Ron Bartlett, D.M. Hemphill and Drew Kunin, Life of Pi
Scott Millan, Greg P. Russell and Stuart Wilson,
Andy Nelson, Mark Paterson and Simon Hayes, Les Miserables
Scott Millan, Greg P. Russell and Stuart Wilson, Skyfall
Andy Nelson, Gary Rydstrom and Ronald Judkins, Lincoln
John Reitz, Gregg Rudloff and Jose Antonio Garcia, Argo
Best Make- up and Hair
As often as not, these get bagged by a big impersonation, so in this case I reckon Hitchcock will take it. I’d like to see The Hobbit win this one, personally.

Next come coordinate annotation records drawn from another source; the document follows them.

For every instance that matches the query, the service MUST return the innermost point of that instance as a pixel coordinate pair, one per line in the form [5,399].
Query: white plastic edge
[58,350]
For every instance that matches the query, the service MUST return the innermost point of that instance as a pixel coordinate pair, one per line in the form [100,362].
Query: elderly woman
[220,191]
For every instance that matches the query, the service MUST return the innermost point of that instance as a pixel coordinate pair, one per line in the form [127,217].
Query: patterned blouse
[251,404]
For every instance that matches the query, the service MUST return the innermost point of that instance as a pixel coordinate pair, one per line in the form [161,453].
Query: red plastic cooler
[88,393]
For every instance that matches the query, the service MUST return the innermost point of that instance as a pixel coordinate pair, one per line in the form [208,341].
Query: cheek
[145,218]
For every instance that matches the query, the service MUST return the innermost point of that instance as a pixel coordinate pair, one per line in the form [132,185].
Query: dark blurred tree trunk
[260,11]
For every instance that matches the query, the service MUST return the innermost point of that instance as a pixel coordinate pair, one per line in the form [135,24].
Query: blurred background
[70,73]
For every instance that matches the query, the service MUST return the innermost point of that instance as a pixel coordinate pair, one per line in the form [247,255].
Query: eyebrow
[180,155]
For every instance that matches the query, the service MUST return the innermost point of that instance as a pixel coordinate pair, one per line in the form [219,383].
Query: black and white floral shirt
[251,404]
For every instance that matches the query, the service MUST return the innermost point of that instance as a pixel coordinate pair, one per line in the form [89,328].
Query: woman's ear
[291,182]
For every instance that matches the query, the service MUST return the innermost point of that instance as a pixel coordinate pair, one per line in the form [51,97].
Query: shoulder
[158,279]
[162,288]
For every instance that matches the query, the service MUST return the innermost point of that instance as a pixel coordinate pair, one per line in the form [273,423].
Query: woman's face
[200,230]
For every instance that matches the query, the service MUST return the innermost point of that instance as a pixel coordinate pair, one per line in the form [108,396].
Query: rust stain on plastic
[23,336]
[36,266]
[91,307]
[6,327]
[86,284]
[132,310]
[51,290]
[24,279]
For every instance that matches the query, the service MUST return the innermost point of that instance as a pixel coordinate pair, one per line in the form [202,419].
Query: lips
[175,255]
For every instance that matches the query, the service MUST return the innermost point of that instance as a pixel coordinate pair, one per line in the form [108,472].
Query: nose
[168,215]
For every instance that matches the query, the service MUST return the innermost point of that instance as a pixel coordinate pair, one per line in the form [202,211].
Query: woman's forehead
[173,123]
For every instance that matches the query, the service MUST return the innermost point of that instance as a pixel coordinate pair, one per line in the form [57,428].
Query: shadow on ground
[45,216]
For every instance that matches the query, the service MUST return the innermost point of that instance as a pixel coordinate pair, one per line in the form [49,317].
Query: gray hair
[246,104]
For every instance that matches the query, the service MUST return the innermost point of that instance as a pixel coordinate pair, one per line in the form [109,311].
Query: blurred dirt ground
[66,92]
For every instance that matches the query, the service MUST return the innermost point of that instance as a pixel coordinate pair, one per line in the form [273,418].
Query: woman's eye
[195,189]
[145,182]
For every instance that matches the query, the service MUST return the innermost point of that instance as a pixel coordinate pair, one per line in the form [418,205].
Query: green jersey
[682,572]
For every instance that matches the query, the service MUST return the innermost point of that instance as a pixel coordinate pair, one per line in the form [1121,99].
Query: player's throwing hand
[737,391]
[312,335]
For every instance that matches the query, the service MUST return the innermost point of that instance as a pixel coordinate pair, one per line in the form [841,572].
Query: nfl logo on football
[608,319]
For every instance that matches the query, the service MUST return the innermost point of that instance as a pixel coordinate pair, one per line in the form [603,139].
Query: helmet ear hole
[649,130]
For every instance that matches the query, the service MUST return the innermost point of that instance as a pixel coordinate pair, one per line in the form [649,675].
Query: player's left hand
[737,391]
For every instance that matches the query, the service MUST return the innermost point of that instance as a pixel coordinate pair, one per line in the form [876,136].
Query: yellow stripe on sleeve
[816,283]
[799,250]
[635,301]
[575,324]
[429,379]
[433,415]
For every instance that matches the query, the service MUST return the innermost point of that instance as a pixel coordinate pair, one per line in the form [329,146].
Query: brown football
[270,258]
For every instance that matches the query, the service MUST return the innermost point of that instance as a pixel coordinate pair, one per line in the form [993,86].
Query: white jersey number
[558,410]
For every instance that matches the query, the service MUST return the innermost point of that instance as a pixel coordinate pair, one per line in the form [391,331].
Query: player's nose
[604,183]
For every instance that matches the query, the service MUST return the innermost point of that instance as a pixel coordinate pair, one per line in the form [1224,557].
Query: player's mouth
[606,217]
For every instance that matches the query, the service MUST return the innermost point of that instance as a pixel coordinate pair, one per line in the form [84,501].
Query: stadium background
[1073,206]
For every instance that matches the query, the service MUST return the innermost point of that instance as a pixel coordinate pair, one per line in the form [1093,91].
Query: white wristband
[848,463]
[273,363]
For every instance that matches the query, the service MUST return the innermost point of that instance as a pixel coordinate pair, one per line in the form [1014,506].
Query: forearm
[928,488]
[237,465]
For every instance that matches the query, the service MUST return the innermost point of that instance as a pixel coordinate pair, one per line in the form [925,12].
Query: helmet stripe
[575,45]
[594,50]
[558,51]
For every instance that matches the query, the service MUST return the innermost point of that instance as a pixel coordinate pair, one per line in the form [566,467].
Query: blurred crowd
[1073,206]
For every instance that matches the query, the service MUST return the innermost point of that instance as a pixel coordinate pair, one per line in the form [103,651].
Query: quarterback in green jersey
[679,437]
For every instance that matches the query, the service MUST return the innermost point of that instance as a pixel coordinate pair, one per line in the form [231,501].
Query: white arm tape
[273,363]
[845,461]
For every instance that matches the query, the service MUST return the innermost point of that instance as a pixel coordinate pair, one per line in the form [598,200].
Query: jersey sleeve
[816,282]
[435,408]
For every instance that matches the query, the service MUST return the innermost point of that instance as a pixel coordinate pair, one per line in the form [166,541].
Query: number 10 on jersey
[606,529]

Julie Hewett, Martin Samuel, Howard Berger: Hitchcock
Peter Swords King, Richard Taylor, Rick Findlater: The Hobbit: An Unexpected Journey
Lisa Westcott, Les Miserables
Best Original Score
Mychael Danna has been creating fabulous, original scores for years and I’d love to see him win an Oscar. However, I think the Academy will play it safe and give it to John Williams.
Dario Marianelli, Anna Karenina
Alexandre Desplat, Argo
Mychael Danna, Life of Pi
John Williams, Lincoln
Thomas Newman, Skyfall
Best Original Song
The song from Ted is easily the best of these, but the allure and glamour of the Bond franchise will win this for Adele.
"Before My Time" from Chasing Ice
"Everybody Needs A Best Friend" from Ted
"Pi's Lullaby" from Life of Pi
"Skyfall" from Skyfall
"Suddenly" from Les Misérables
Best Production Design
Anna Karenina did something genuinely innovative in bringing back the proscenium arch which Hitchcock claimed Spielberg took away in the seventies; I’d like to think it will get recognition here as a result. Personally though I’d like The Hobbit to win, basically because I really liked it and want it to win something.
Sarah Greenwood, Katie Spencer: Anna Karenina
Dan Hennah (Production Design); Ra Vincent and Simon Bright (Set Decoration), The Hobbit: An Unexpected Journey
Eve Stewart, Anna Lynch-Robinson: Les Miserables
David Gropman, Anna Pinnock: Life of Pi
Rick Carter, Jim Erickson: Lincoln
Best Visual Effects
Always quite an interesting category to watch, I think Life of Pi is certain to win this one. I’d be happy with that, even ahead of The Hobbit.
Joe Letteri, Eric Saindon, David Clayton, R. Christopher White: The Hobbit: An Unexpected Journey
Cedric Nicolas-Troyan, Philip Brennan, Neil Corbould and Michael Dawson, Snow White and the Huntsman
Janek Sirrs, Jeff White, Guy Williams and Dan Sudick, Avengers Assemble
Richard Stammers, Charley Henley, Trevor Wood, Paul Butterworth: Prometheus
Bill Westenhofer, Guillaume Rocheron, Erik-Jan De Boer: Life of Pi
Best Costume Design
For similar reasons to the Best Production Design above, I’ll go for Anna Karenina to win.
Jacqueline Durran, Anna Karenina
Paco Delgado, Les Miserables
Joanna Johnston, Lincoln
Eiko Ishioka, Mirror Mirror
Colleen Atwood, Snow White and the Huntsman
Best Short Film (Animated)
Paperman, the pre-Wreck-it Ralph cartoon to win this, I think.
Adam and Dog
Head over Heels
Maggie Simpson in "The Longest Daycare"
Again, I’m going in blind so it’s impossible to call – I’ll go for Buzkashi Boys.
Death of a Shadow (Dood van een Schaduw)
So there you go. Once it’s all happened and the fuss has died down I’ll post my customary prediction audit – just in case you hadn’t figured out by then what a monumental load of lovable nonsense the whole Oscar thing is anyway.